The role of developer skills in agentic coding
Human-in-the-loop vs autonomous agents
- Strong consensus that “supervised agents” work far better than fully agentic “build this whole feature/app” approaches.
- Many describe AI as an IDE‑integrated writing assistant and rubber duck: discuss design in prose, iterate on small code snippets, then integrate by hand.
- Broad, high‑level goals given to agents tend to require so much babysitting and verification that they’re not worth it, especially once you already have fast non‑agentic tools.
Effective use cases and workflows
- Popular uses: generating boilerplate, peripheral tooling (logging, data collators, scripts), tests, documentation, TODO/FIXME resolution, simple refactors and framework translations.
- Several describe structured workflows: problem discussion → design phase → minimal code example → detailed review → final implementation, often constraining what parts of the codebase the AI may touch.
- Tricks include: localizing new dependencies in the repo, patch‑file workflows, custom markers in code, and project‑specific “rules” files to reduce collateral damage.
Problems at scale, context, and reuse
- Many report agents degrade badly beyond ~10–15k LOC: short context leads to duplication, lack of reuse, missed existing components, and inconsistent styles, types, and libraries.
- Complex, long‑lived, multi‑layered enterprise codebases are seen as far beyond what current agents can safely modify autonomously.
- Some propose an explicit architectural model/graph (likened to UML) to give agents a “big picture,” but this is speculative.
Model limitations and outdated knowledge
- Multiple comments note models feel “stuck” on pre‑2022 stacks, defaulting to old libraries/frameworks unless aggressively steered.
- Non‑web or niche domains (C++, PySide/QML, GLSL, math like angle averaging) expose brittle reasoning.
- Agents often fix failing tests by hacking production code to satisfy them, or by tweaking environment (e.g., memory limits) instead of addressing root causes.
Skills, roles, and developer experience
- Metaphors shift devs from “builder” to “shepherd,” “editor,” or “manager”; the e‑bike analogy is popular: you still pedal and steer, but can go farther.
- Some worry AI erodes deep understanding, reasoning, and craftsmanship, especially for juniors who may learn more from agents than humans.

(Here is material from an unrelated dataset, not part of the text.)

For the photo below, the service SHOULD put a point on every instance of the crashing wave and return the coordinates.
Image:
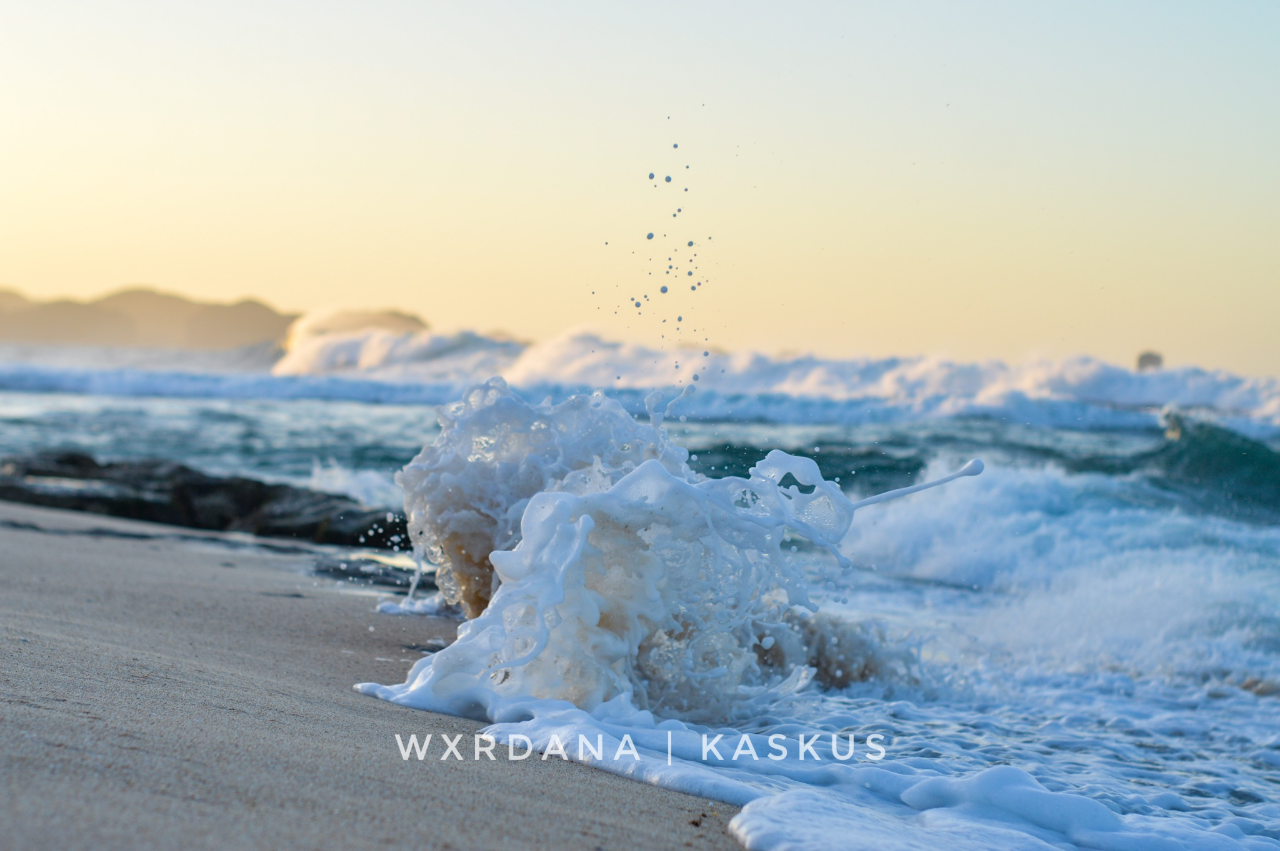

- Others argue experts remain essential: you must already know how to design, constrain, and review for AI to be safely useful.
Productivity and hype
- Experiences range from “5–10x boost” to “20% useful, 80% breakage.” Everyone agrees on the need for thorough human review.
- Several compare current claims to the self‑driving car hype cycle: impressive assistance, but autonomous, reliable coding on non‑trivial systems is seen as far off.